When you do sound design, you work with a bunch of different waveforms, different patterns of sound. You’ve got the sine wave, which smoothly oscillates up and down. You’ve got the square wave, which shifts immediately between two positions. You’ve got the triangle wave, which is like a sine wave that comes to a point at the top and the bottom of the cycle.
And you’ve got the saw wave, in which the wave builds linearly, then collapses in an instant.
I used to think of history as a sine wave, an ebb and flow.
These days, I think about the saw wave, ripping through history. We build our rights, we build our lives, and in an instant, the forces of reaction destroy them.
I came up an anarchist, a revolutionist.

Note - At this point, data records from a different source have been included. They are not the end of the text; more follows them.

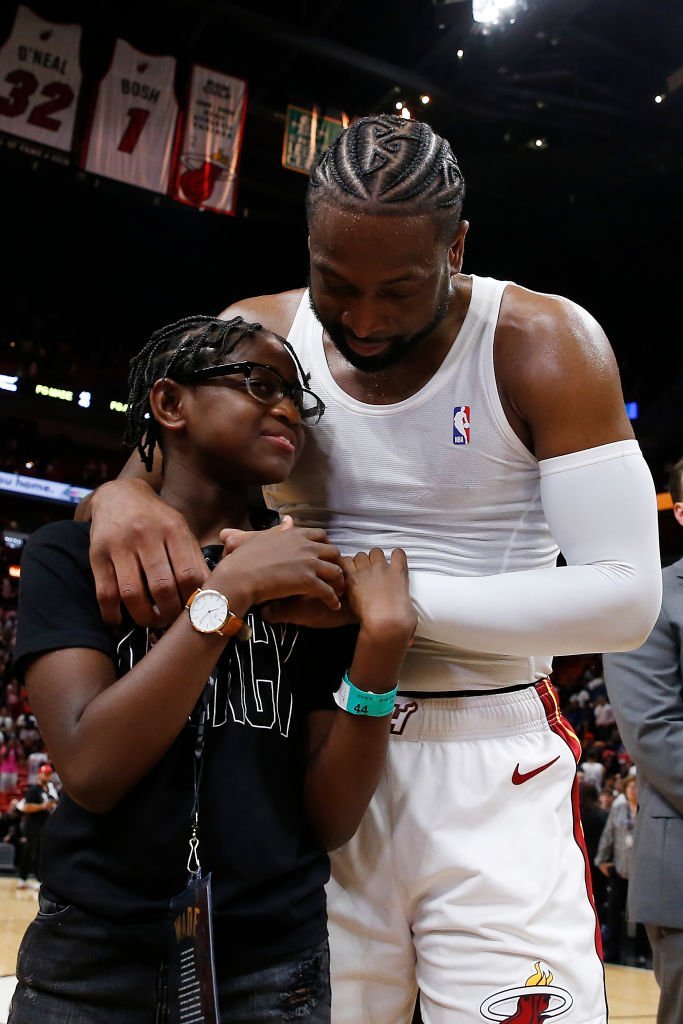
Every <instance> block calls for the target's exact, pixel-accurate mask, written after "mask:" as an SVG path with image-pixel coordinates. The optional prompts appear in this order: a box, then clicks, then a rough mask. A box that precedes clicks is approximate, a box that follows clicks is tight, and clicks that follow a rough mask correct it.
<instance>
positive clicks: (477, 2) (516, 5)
mask: <svg viewBox="0 0 683 1024" xmlns="http://www.w3.org/2000/svg"><path fill="white" fill-rule="evenodd" d="M518 6H519V0H472V17H473V18H474V20H475V22H478V23H479V25H498V24H499V22H500V20H501V15H502V14H504V13H505V12H506V11H508V12H510V13H512V12H513V11H514V9H515V8H516V7H518Z"/></svg>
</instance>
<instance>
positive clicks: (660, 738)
mask: <svg viewBox="0 0 683 1024" xmlns="http://www.w3.org/2000/svg"><path fill="white" fill-rule="evenodd" d="M664 585H665V592H664V602H663V606H661V610H660V612H659V616H658V618H657V621H656V623H655V625H654V629H653V630H652V632H651V634H650V636H649V637H648V639H647V640H646V641H645V643H644V644H643V645H642V646H641V647H639V648H637V649H636V650H632V651H629V652H628V653H623V654H605V655H604V656H603V668H604V676H605V683H606V686H607V692H608V694H609V700H610V703H611V706H612V708H613V710H614V716H615V718H616V724H617V726H618V729H620V733H621V735H622V738H623V740H624V743H625V745H626V749H627V751H628V752H629V754H630V755H631V757H632V758H633V759H634V761H635V762H636V763H637V765H638V766H639V769H642V772H643V775H644V776H645V777H646V778H647V780H648V782H649V783H650V784H651V785H652V786H654V788H655V790H656V791H657V792H658V794H659V796H660V797H663V798H664V799H665V800H666V801H667V803H669V804H670V805H671V807H672V808H673V809H674V810H675V811H676V812H677V813H678V814H683V693H682V691H681V690H682V678H681V624H682V623H683V560H681V561H679V562H677V563H676V564H675V565H672V566H669V567H668V568H667V569H665V572H664Z"/></svg>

Revolution seemed like the tip of that saw wave, a moment of destruction when all the evil systems come toppling down. The neck of the billionaire might just be the gordian knot, easier to cut than untie. I’m still an anarchist, but I’ve inverted my thinking on the subject – most of our work is the building. Building systems of care, safety, and trust takes work, the kind of thankless work that we put in day after day. The revolution is built free meal by free meal. It’s built through phone calls with friends who need support. We build the revolution when we build workers cooperatives and when we build alliances. The violence in our work is generally the violence of defending things that have been built.
Even some of our wildest plans – like seizing the means of the production from the bourgeois – are fundamentally about, well, defending what is ours. The billionaires did not work with their hands to build the factories and machinery; workers did that.